Fig. 6: Elevation of sSR-A accelerates arthritis onset and exacerbates disease severity in mice.

a The serum levels of mouse sSR-A were examined in the collagen-induced arthritis (CIA) and control mice by ELISA. The sSR-A levels were significantly higher in CIA mice than in adjuvant immunized or untreated DBA/1 mice (Naïve, n = 20; Adjuvant, n = 9; CIA, n = 36. *p = 0.0422 (left) and 0.0343 (right)). b Scheme of the experimental setup. DBA/1 mice were intravenously injected with recombinant SR-A protein (5 μg/mouse) or Saline every 2 days, starting from 2 days before boosting immunization for a total of five times. Mice were monitored every 2 days and sacrificed 2 weeks after the second immunization. c, d The arthritis incidence and the clinical scores were shown for both CIA-Saline and CIA-SR-A mice over time (CIA-SR-A, n = 13; CIA-Saline, n = 13, ***p = 2.4276E−04). e Micro-CT image showing the bone destruction of paws from Naïve, CIA-SR-A, and CIA-Saline mice. f H&E staining of the sagittal sections of paws from Naïve, CIA-SR-A, and CIA-Saline mice. Arrows indicate the stenosis of articular cavity and destruction of cartilage. Scale bar = 100 μm. g The serum IL-17A levels were examined in Naïve, CIA-SR-A, and CIA-Saline mice (n = 5 per group, **p = 0.0082, ***p = 2.8143E−04). h The frequency of Th17 cells in the spleen was analyzed by flow cytometry. The representative flow charts and the statistical results were shown (Naïve, n = 4; CIA-SR-A, n = 7; CIA-Saline, n = 6, **p = 0.0093, ***p = 6.5803E−04). Data are presented as mean ± SEM. Results are representative of three independent experiments. *p < 0.05, **p < 0.01, ***p < 0.001, NS, not significant (one-way ANOVA test followed by Tukey’s posttest for multiple comparisons a, g, h or two-way repeated measures ANOVA test d). Source data are provided as a Source Data file.

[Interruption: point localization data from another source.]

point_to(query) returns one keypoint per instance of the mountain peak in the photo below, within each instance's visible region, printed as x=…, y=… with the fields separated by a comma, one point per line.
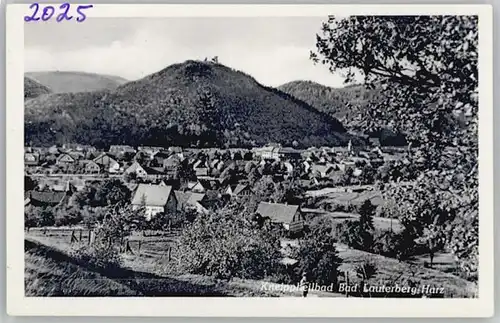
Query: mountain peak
x=194, y=104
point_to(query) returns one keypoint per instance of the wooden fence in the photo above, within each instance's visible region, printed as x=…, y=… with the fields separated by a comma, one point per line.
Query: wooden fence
x=152, y=243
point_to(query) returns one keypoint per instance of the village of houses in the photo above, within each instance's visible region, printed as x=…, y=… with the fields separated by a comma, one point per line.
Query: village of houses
x=151, y=174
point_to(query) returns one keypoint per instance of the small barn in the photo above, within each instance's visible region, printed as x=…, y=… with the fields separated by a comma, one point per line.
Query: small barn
x=155, y=198
x=289, y=216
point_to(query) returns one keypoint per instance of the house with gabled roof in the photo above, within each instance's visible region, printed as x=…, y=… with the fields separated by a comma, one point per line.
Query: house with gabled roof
x=136, y=169
x=118, y=150
x=322, y=171
x=196, y=187
x=155, y=199
x=190, y=201
x=91, y=167
x=45, y=198
x=107, y=162
x=238, y=190
x=65, y=159
x=31, y=159
x=289, y=216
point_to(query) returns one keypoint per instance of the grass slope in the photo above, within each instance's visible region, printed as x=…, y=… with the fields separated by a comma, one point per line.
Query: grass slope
x=71, y=82
x=51, y=272
x=33, y=89
x=152, y=262
x=345, y=104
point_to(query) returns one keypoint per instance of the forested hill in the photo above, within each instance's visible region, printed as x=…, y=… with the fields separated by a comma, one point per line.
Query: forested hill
x=346, y=104
x=189, y=104
x=72, y=82
x=32, y=88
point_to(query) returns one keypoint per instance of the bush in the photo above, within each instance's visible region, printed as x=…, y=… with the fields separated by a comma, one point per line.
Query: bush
x=98, y=256
x=68, y=216
x=318, y=257
x=225, y=244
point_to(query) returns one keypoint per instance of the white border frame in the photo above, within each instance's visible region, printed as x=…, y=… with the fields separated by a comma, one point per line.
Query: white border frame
x=17, y=304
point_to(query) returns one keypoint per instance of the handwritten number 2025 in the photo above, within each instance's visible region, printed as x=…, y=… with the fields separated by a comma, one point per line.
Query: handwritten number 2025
x=48, y=12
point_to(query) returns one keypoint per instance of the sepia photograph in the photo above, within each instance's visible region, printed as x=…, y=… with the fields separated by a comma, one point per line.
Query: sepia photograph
x=331, y=156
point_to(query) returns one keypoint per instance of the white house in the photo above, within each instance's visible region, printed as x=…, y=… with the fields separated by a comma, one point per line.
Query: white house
x=155, y=198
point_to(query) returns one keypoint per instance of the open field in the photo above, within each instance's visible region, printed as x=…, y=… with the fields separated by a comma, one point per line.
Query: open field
x=393, y=270
x=384, y=224
x=140, y=276
x=152, y=260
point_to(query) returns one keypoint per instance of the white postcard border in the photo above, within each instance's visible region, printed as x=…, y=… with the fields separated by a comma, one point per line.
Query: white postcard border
x=17, y=304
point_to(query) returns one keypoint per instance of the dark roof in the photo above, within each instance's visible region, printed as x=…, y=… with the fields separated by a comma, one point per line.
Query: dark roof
x=239, y=188
x=187, y=199
x=280, y=213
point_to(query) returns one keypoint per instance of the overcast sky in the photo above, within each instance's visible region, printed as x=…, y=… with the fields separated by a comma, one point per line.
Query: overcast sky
x=273, y=50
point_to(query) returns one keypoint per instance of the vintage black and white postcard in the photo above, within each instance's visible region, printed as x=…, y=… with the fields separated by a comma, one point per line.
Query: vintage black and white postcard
x=249, y=160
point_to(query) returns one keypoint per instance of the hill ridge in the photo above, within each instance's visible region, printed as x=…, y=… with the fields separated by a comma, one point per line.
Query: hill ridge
x=193, y=103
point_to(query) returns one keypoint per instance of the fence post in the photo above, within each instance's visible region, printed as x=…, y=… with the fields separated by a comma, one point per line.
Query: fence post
x=73, y=237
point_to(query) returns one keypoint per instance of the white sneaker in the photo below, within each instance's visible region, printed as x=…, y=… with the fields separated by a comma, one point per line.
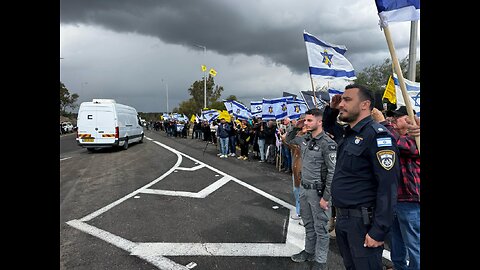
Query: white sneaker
x=295, y=217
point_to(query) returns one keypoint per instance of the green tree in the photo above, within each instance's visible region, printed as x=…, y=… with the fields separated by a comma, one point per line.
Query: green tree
x=376, y=77
x=67, y=100
x=196, y=91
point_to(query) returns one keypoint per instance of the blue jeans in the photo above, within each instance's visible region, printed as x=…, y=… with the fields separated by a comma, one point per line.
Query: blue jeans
x=287, y=157
x=405, y=236
x=261, y=148
x=224, y=145
x=232, y=141
x=296, y=194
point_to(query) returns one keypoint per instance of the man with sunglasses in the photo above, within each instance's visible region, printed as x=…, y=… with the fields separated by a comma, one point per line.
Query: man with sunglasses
x=364, y=186
x=318, y=152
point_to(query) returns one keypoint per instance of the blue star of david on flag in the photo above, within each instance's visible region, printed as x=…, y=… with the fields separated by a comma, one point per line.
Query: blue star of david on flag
x=327, y=58
x=416, y=98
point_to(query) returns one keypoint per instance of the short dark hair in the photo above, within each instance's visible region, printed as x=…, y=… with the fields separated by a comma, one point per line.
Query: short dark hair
x=315, y=112
x=364, y=93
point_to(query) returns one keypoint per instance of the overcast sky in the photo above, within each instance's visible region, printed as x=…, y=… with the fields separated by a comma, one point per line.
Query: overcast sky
x=133, y=50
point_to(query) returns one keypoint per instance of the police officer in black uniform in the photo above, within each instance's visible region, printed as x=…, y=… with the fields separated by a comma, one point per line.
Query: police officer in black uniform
x=319, y=152
x=364, y=185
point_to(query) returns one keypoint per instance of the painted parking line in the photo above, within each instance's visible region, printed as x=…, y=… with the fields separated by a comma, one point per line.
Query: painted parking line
x=154, y=252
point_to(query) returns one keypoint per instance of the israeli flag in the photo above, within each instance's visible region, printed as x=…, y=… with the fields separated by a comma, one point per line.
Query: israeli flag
x=210, y=115
x=397, y=11
x=295, y=108
x=228, y=106
x=413, y=91
x=274, y=109
x=327, y=61
x=240, y=111
x=256, y=108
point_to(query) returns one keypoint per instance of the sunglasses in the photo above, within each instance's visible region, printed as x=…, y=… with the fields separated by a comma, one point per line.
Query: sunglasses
x=312, y=144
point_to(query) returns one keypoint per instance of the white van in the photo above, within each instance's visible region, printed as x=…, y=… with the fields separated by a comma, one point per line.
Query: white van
x=104, y=123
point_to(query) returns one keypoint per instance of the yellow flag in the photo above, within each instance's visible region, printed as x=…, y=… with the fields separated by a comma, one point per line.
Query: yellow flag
x=224, y=114
x=213, y=72
x=390, y=91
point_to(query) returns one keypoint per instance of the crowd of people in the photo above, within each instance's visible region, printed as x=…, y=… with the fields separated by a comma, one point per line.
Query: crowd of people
x=355, y=175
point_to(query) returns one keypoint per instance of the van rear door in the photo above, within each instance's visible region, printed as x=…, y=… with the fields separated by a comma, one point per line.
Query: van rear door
x=99, y=122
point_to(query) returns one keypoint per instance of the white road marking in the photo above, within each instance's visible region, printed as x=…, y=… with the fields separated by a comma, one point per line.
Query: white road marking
x=155, y=252
x=160, y=261
x=191, y=169
x=191, y=265
x=201, y=194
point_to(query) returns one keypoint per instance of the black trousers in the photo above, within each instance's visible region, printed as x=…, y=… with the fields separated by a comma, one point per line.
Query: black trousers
x=351, y=234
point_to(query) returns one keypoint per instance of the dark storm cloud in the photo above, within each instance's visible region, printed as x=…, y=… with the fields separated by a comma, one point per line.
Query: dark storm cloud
x=230, y=27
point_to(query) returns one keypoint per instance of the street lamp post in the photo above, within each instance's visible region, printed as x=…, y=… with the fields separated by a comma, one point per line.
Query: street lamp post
x=204, y=77
x=166, y=88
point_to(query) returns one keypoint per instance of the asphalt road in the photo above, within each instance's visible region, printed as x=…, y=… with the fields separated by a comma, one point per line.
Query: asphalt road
x=171, y=203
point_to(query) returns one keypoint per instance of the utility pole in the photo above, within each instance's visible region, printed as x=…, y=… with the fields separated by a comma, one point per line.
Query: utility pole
x=204, y=76
x=166, y=89
x=412, y=58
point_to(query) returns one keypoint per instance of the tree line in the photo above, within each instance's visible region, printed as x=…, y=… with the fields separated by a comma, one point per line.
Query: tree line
x=374, y=77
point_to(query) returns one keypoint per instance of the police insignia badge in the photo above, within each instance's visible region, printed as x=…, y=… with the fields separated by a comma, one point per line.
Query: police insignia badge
x=386, y=158
x=332, y=157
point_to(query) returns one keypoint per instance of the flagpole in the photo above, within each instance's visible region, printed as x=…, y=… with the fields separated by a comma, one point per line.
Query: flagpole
x=313, y=89
x=398, y=71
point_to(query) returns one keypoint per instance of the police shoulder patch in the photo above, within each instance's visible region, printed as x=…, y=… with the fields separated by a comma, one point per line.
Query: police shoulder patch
x=386, y=141
x=386, y=158
x=332, y=157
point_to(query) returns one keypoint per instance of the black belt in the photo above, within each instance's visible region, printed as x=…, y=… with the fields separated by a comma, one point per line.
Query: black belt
x=348, y=212
x=310, y=186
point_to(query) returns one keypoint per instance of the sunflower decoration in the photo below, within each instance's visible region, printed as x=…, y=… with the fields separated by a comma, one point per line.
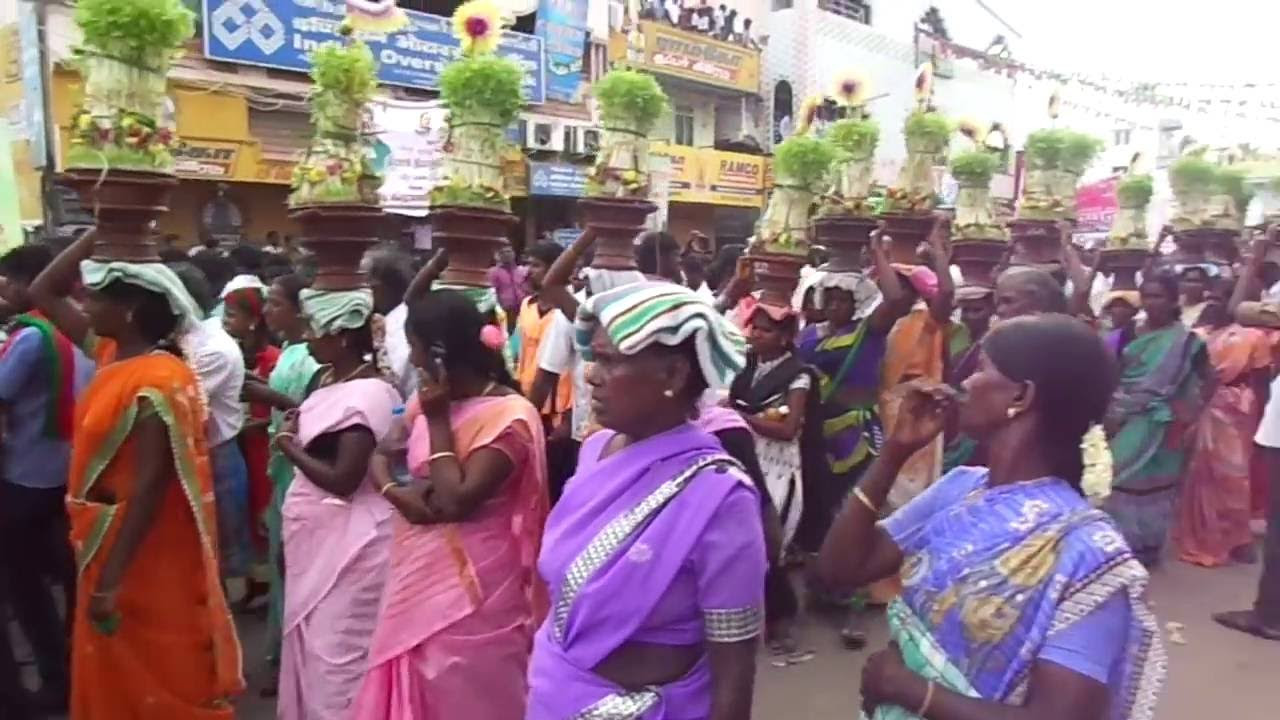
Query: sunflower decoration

SR-A ablation abrogates autoimmune arthritis in mice

Using SR-A-deficient mice on a C57BL/6 background, we performed additional studies to validate the role of SR-A in arthritis development. Consistent with the results from DBA/1 mice, there was an evident increase of serum sSR-A during disease progression, which positively correlated with clinical scores of arthritis (Fig. 7a). Although our previous studies indicated an immunosuppressive function of SR-A in cancers^18,20,21 and hepatitis²³, we made a striking finding that ablation of SR-A rendered mice fully protected from CIA (Fig. 7b). Absence of SR-A also abolished cartilage erosion and inflammatory exudation in the articular cavity (Fig. 7c), which was associated with decreased infiltration of inflammatory myeloid cells and Th17 cells in the joint (Fig. 7d), further implicating SR-A as a factor that can drive inflammatory and pathogenic processes in arthritis. Additionally, absence of SR-A impaired the Th17 response in arthritic mice, indicated by reduced IL-17A levels in the blood (Fig. 7e), diminished production of IL-17A by splenocytes upon collagen stimulation (Fig. 7f), and decreased frequency of collagen-reactive Th17 cells in the spleens (Fig. 7g). Intracellular cytokine staining of splenocytes showed that, in addition to Th17 cells, lack of SR-A also dramatically reduced the frequency of Th1 cells, i.e., TNF-α-producing CD4⁺ T cells (Fig. 7g), underscoring an important role of SR-A in arthritis-associated inflammation.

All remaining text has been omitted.